I would be happy to advise if you would like to pick this up.
Thanks Ben!
This would mean that Haskell libraries compiled with different flags would not be ABI compatible.
Wait, can we not maintain ABI compatibility if we limit the target
features using a compiler flag? Sometimes (for performance reasons)
it's reasonable to request the compiler to only generate SSE
instructions, even if AVX2 is available on the target. On GCC we can
use the flag -msse to do just that.
On Tue, Mar 14, 2017 at 5:49 PM, Carter Schonwald
This thread is getting into a broader discussion about target specific intrincsics as user prims vs compiler generated.
@ben - ed is talking about stuff like a function call that's using a specific avx2 intrinsic, not the parameterized vector abstraction. LLvm shouldn't be lowering those. ... or clang has issues :/
On Tue, Mar 14, 2017 at 4:33 PM Geoffrey Mainland
wrote: On 03/14/2017 04:02 PM, Ben Gamari wrote:
Edward Kmett
writes: Hrmm. In C/C++ I can tell individual functions to turn on additional ISA feature sets with compiler-specific __attribute__((target("avx2"))) tricks. This avoids complains from the compiler when I call builtins that aren't available at my current compilation feature level. Perhaps pragmas for the codegen along those lines is what we'd ultimately need? Alternately, if we simply distinguish between what the ghc codegen produces with one set of options and what we're allowed to ask for explicitly with another then user-land tricks like I employ would remain sound.
I'm actually not sure that simply distinguishing between the user- and codegen-allowed ISA extensions is quite sufficient.

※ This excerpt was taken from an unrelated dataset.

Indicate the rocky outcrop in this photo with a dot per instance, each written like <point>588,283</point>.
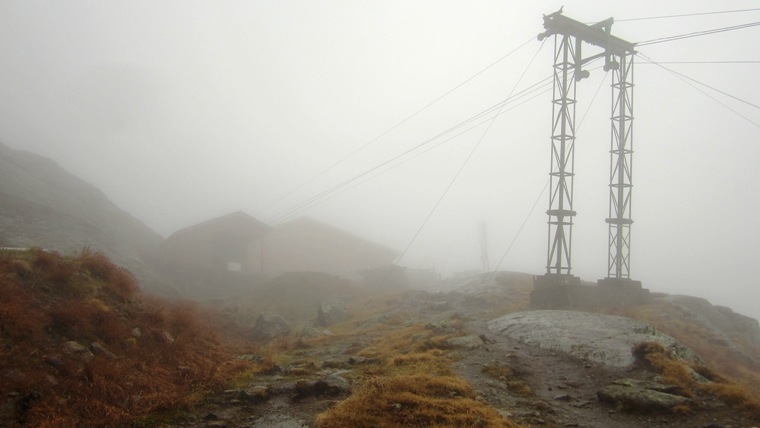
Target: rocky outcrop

Afterall, AFAIK LLVM doesn't make such a distinction itself: AFAIK if you write a vector primitive and compile for a target that doesn't have an appropriate instruction the code-generator will lower it with software emulation.
This would mean that Haskell libraries compiled with different flags would not be ABI compatible.
Our original paper exposed a Multi type class that was meant to be the programmer interface to the primops. A Multi a would be the widest vector type supported on the current architecture, so code that used a Multi Double would always be guaranteed to work at the widest vector type available for Double's.
The Multi approach explicitly eschewed lowering, but I would argue that if performance is the goal, then automatic lowering is not what you want. I would rather have the system pick the correct vector width for me based on the current architecture.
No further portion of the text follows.